Surprise d’autant plus grande que ce prix m’est attribué pour des travaux effectuésil y a plus de trente ans, dans le cadre de mon doctorat d’état. « Ces recherches, nous dit le jury du Prix Balzan, ont rendu possible le contrôle experimental des états quantiques intriqués, élément essentiel du traitement quantique de l’information ». De quoi s’agit-il ?

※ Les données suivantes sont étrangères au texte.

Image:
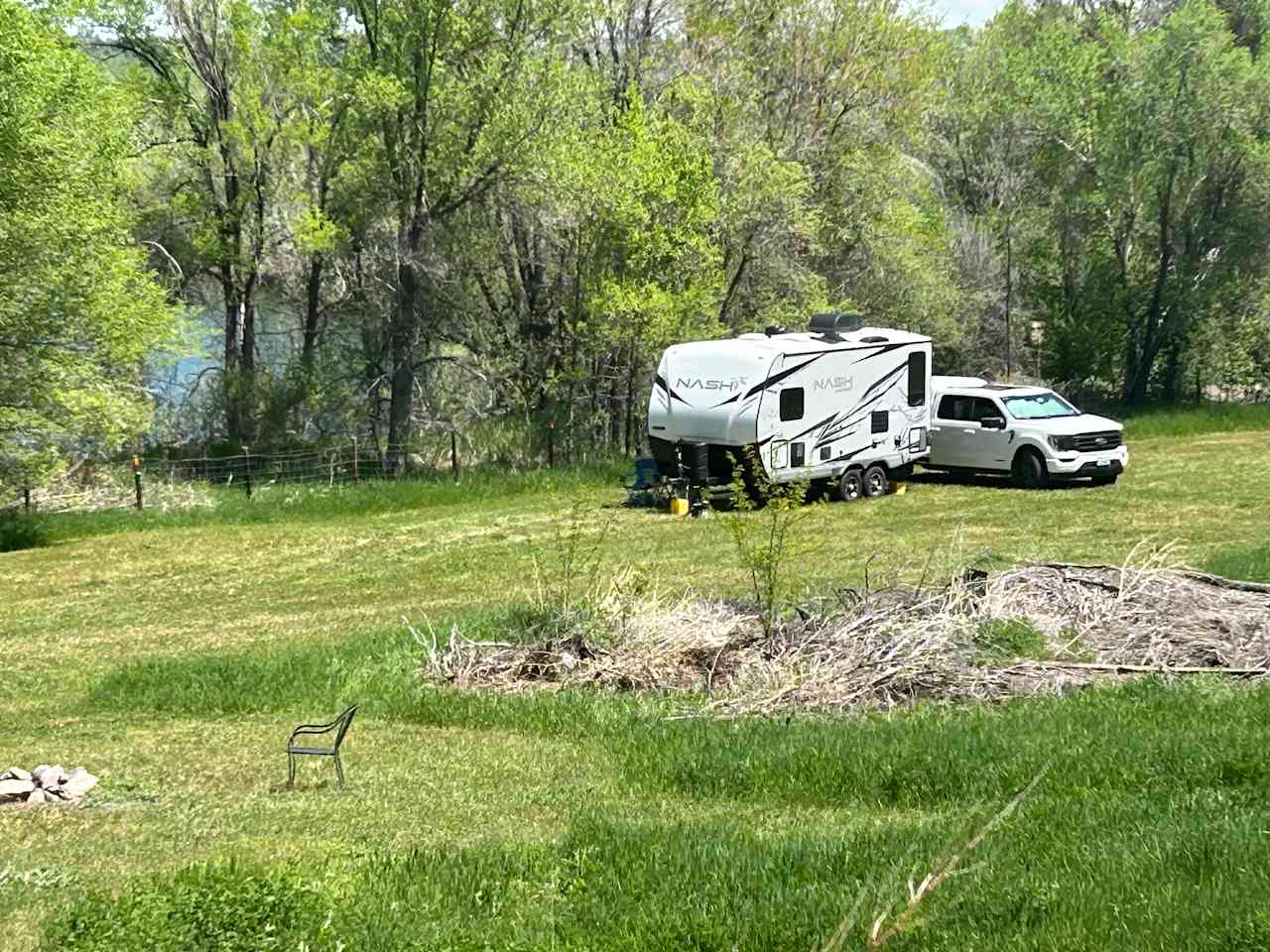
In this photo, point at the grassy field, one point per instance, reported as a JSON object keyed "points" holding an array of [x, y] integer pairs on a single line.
{"points": [[172, 653]]}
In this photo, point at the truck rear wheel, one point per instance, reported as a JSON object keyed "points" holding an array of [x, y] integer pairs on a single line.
{"points": [[849, 486], [876, 483], [1029, 470]]}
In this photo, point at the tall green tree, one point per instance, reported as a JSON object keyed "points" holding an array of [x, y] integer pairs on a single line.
{"points": [[79, 312]]}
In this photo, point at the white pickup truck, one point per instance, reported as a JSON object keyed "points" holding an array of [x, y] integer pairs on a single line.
{"points": [[1030, 433]]}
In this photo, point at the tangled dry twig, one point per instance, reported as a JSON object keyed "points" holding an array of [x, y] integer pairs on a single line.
{"points": [[892, 648]]}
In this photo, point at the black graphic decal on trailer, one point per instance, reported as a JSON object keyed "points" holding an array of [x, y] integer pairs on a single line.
{"points": [[824, 422], [771, 381], [884, 349], [861, 409], [670, 393]]}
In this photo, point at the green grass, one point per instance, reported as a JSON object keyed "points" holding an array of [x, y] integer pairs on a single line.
{"points": [[1193, 421], [1000, 640], [1243, 562], [172, 653]]}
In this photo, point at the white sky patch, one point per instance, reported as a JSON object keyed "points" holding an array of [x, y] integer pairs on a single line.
{"points": [[955, 13]]}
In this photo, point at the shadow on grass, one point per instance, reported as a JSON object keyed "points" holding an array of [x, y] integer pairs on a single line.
{"points": [[938, 477]]}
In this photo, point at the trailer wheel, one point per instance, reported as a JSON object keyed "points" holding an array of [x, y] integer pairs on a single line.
{"points": [[876, 481], [849, 486]]}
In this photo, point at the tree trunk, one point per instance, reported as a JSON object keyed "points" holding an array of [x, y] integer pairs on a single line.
{"points": [[313, 308], [403, 335], [230, 370], [246, 390]]}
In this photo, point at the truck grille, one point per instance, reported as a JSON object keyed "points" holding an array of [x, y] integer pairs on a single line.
{"points": [[1096, 442]]}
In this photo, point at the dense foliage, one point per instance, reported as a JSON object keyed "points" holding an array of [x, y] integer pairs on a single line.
{"points": [[77, 313], [395, 217]]}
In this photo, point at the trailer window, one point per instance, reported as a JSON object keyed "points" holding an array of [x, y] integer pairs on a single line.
{"points": [[792, 404], [917, 379]]}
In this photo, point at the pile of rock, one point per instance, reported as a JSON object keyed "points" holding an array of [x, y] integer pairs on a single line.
{"points": [[45, 784]]}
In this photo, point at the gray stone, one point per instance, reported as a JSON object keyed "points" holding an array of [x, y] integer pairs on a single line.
{"points": [[50, 777], [16, 788], [77, 783]]}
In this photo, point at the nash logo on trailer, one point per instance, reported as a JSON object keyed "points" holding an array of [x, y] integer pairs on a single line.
{"points": [[838, 385], [701, 384]]}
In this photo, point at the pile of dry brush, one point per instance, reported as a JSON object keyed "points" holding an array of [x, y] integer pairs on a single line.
{"points": [[889, 648]]}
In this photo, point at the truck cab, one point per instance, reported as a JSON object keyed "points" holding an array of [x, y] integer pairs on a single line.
{"points": [[1030, 433]]}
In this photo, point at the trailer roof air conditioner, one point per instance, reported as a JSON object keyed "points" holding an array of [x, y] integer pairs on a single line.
{"points": [[834, 324]]}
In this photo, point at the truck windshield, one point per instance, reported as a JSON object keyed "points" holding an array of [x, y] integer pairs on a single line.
{"points": [[1039, 407]]}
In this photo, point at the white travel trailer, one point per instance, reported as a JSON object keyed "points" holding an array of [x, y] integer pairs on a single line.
{"points": [[839, 403]]}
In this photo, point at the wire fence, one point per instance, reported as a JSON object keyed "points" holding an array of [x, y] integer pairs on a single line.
{"points": [[187, 481]]}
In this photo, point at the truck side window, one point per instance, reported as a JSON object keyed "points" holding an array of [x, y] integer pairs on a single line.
{"points": [[955, 408], [984, 408], [917, 379], [792, 404]]}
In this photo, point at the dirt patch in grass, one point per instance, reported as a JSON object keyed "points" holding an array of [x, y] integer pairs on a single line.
{"points": [[1028, 631]]}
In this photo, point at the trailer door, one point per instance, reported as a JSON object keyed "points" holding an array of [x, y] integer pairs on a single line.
{"points": [[783, 409]]}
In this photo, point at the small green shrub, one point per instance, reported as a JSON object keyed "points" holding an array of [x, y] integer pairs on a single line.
{"points": [[19, 531], [767, 540], [1007, 639], [226, 907]]}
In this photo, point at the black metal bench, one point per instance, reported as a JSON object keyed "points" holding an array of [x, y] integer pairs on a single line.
{"points": [[339, 725]]}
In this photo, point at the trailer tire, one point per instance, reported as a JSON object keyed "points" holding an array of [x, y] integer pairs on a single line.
{"points": [[876, 481], [851, 485], [1029, 470]]}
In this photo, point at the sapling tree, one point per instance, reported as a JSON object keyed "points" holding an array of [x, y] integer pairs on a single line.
{"points": [[763, 526]]}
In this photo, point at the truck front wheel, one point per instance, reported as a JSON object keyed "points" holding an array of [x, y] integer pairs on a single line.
{"points": [[1029, 470]]}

C’est Einstein qui a découvert en 1935 la possibilité théorique de l’intrication quantique entre deux particules éloignées. Certaines prédictions théoriques relatives à ces particules intriquées étaient tellement étonnantes qu’Einstein en tira un argument pour tenter de démontrer une incohérence dans l’interprétation dominante de la mécanique quantique, développée par Niels Bohr et ses élèves, et appelée « interprétation de Copenhague ». L’argument d’Einstein, Podolsky et Rosen, fut publié dans la Physical Review de mai 1935. Dès juillet 1935 Niels Bohr envoya une réponse, publiée en octobre de la même année, réfutant la conclusion de l’article EPR. Pendant près de trente ans, le débat demeura cantonné à une question d’interprétation de la Mécanique Quantique, sans conséquence pratique sur la façon d’utiliser cette théorie dans l’activité habituelle des physiciens. Mais en 1964, un chercheur du CERN trop tôt disparu, John Stuart Bell, montra qu’en fait la position d’Einstein aboutissait à des prévisions concrètes pouvant diverger des prévisions de la Mécanique Quantique. Le débat sortait du cadre de l’épistémologie, pour entrer dans celui de la physique, avec la possibilité de trancher expérimentalement entre la position d’Einstein et celle de Bohr.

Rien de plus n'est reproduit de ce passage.